Dangerous bacterial infection can be produced if smoked fish is consumed past its best, and health officials say it could have severe consequences for anyone expecting a little one.

Anyone who is pregnant or has diabetes, liver disease or cancer should avoid smoked salmon and trout to prevent listeria.

Listeria is a form of bacteria which causes serious food poisoning and can even be fatal.

Furthermore, elderly people and anyone with weakened immune systems – such as those in the process of chemotherapy – should be extremely aware of the risks, the Food Standards Agency (FSA) says.

Smoked and cured fish can be risky as it has not been cooked by heat, meaning any listeria bacteria present would not have been killed off.

The FSA said all fish should be cooked all the way through to fully ensure it’s safe to eat.

The reminder comes after a joint risk assessment was carried out by the body, and its equivalent in Scotland, triggered by an outbreak of listeriosis – the illness caused by the bacteria – which started in 2020.

Expectant mothers who catch listeriosis can be at increased risk of miscarriage and sepsis, FSA officials say, while it has also been known to cause meningitis in babies.

Smoked salmon is just one of several foods health experts warn against during pregnancy over food poisoning risks, including soft cheese, mould-ripened cheeses like brie and cooked shellfish.

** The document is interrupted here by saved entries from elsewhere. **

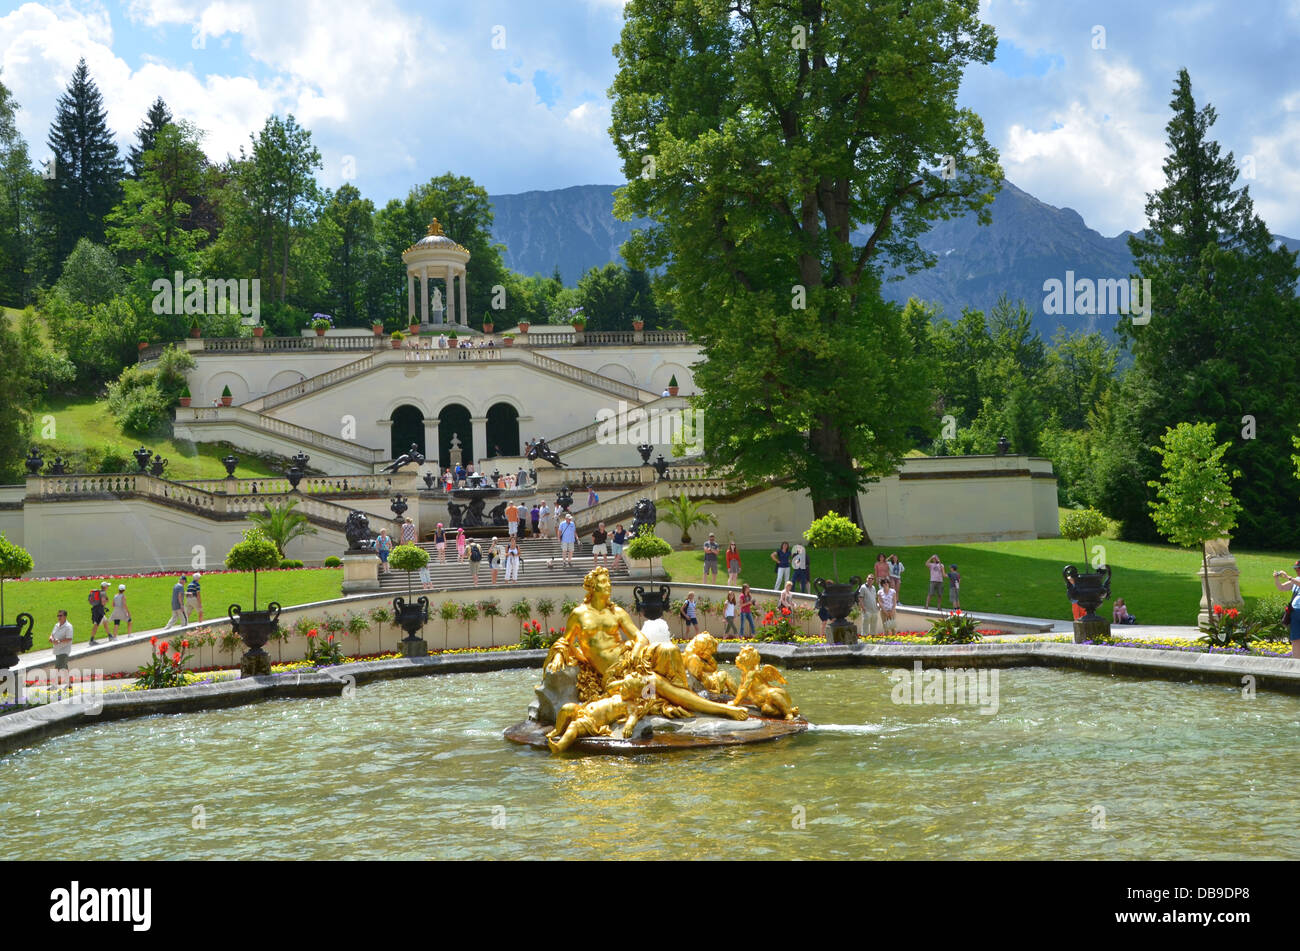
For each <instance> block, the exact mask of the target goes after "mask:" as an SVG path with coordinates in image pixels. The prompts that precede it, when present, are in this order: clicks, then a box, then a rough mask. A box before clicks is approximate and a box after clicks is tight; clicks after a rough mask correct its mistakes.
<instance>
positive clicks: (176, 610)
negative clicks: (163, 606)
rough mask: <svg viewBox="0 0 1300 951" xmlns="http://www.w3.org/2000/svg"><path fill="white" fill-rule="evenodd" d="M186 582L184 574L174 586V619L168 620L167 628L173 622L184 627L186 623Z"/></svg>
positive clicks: (174, 623) (176, 582) (173, 592)
mask: <svg viewBox="0 0 1300 951" xmlns="http://www.w3.org/2000/svg"><path fill="white" fill-rule="evenodd" d="M185 582H186V577H185V576H183V574H182V576H181V579H179V581H177V582H175V585H173V586H172V620H170V621H168V622H166V628H170V626H172V625H173V624H179V625H181V626H182V628H183V626H185V625H186V617H185ZM177 618H179V620H177ZM166 628H164V630H166Z"/></svg>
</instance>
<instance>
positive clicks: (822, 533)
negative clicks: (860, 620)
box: [803, 512, 862, 644]
mask: <svg viewBox="0 0 1300 951" xmlns="http://www.w3.org/2000/svg"><path fill="white" fill-rule="evenodd" d="M803 538H805V539H806V540H807V543H809V544H811V546H813V547H814V548H829V550H831V572H832V577H833V578H835V581H827V579H826V578H818V579H816V581H815V582H814V585H813V586H814V587H815V589H816V592H818V605H819V607H823V608H826V611H827V613H828V615H831V625H829V628H827V634H826V639H827V643H829V644H855V643H857V642H858V631H857V628H854V626H853V624H852V622H850V621H848V620H846V618H848V615H849V612H850V611H853V605H854V602H855V599H857V594H858V586H859V585H862V578H859V577H858V576H857V574H854V576H853V577H852V578H849V581H848V583H845V585H841V583H840V564H839V559H837V556H836V552H837V551H839V550H840V548H844V547H848V546H853V544H857V543H858V542H861V540H862V529H861V527H859V526H858V524H857V522H854V521H853V520H852V518H845V517H844V516H841V514H839V513H836V512H827V513H826V514H824V516H822V517H820V518H815V520H814V521H813V524H811V525H809V527H807V531H805V533H803Z"/></svg>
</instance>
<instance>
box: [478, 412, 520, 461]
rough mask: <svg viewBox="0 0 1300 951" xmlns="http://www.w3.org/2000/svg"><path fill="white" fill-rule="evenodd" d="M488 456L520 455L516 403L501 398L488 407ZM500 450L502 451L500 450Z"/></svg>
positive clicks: (504, 455) (486, 452) (487, 430)
mask: <svg viewBox="0 0 1300 951" xmlns="http://www.w3.org/2000/svg"><path fill="white" fill-rule="evenodd" d="M486 430H487V446H486V447H485V448H486V456H489V457H490V456H517V455H519V446H520V442H519V409H517V408H516V407H515V405H513V403H511V401H507V400H500V401H499V403H493V404H491V405H490V407H487V426H486ZM498 450H500V452H498Z"/></svg>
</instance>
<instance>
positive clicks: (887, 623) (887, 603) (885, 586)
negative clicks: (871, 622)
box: [880, 578, 898, 634]
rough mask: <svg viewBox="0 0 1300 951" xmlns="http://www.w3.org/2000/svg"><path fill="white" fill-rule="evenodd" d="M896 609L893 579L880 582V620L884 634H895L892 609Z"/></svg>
mask: <svg viewBox="0 0 1300 951" xmlns="http://www.w3.org/2000/svg"><path fill="white" fill-rule="evenodd" d="M897 607H898V592H897V591H894V590H893V579H891V578H885V579H884V581H881V582H880V620H881V626H883V628H884V633H887V634H896V633H897V630H898V629H897V626H896V622H894V608H897Z"/></svg>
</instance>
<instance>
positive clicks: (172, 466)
mask: <svg viewBox="0 0 1300 951" xmlns="http://www.w3.org/2000/svg"><path fill="white" fill-rule="evenodd" d="M45 416H49V417H52V418H51V420H47V418H44V417H45ZM49 422H52V424H53V438H52V439H42V438H40V437H42V434H43V433H44V427H45V425H47V424H49ZM32 437H34V443H35V444H36V447H38V448H39V450H40V452H42V455H43V456H44V457H45V460H47V461H49V460H52V459H53V457H55V455H57V453H62V455H65V456H66V455H68V453H69V451H72V452H77V453H82V452H85V451H87V450H103V448H104V447H107V446H112V447H114V448H116V450H117V451H118V452H121V453H122V455H123V456H126V457H127V460H130V468H131V472H134V470H135V460H134V459H131V452H134V451H135V450H138V448H139V447H140V446H144V447H146V448H148V450H149V451H152V452H156V453H161V455H162V457H164V459H166V460H168V468H166V478H169V479H214V478H224V477H225V474H226V469H225V466H224V465H221V457H222V456H225V455H226V452H229V451H230V450H229V447H224V446H220V444H217V443H192V442H190V440H188V439H172V438H159V437H148V438H143V439H142V438H139V437H133V435H127V434H125V433H122V430H121V429H120V427H118V425H117V420H114V418H113V414H112V413H109V412H108V403H107V401H104V400H91V399H72V400H69V399H61V398H52V399H48V400H45V401H44V403H43V404H42V405H40V407H38V408H36V409H34V411H32ZM235 455H237V456H239V468H238V469H235V474H237V475H282V474H283V473H282V472H279V470H278V469H272V468H270V466H269V465H268V464H266V463H265V461H263V460H261V459H257V457H255V456H248V455H246V453H243V452H239V451H235Z"/></svg>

While the risk is still low, there have been 19 recorded cases of people with listeriosis since 2020, according to the health bosses, the most recent being only last month.

Although, those who catch the bug can become seriously unwell – it has previously been known to be fatal in a very small number of cases.

In a 2019 outbreak, the Government confirmed six people had become seriously ill – three of whom died. The risk of severe illness increases with age.

Professor Robin May, chief scientific advisor for the FSA, said: “Our risk assessment shows that there is still an ongoing risk to health associated with eating cold-smoked fish for specific groups of vulnerable people.

“In light of the risk assessment, we are advising that these consumers avoid ready-to-eat cold-smoked and cured fish products.

“If you are in the group of people more at risk of listeria infection, and you decide to consume these products, we strongly recommend that you first cook them until steaming hot all the way through.

“This will ensure that any listeria present in the product is killed before it is eaten.”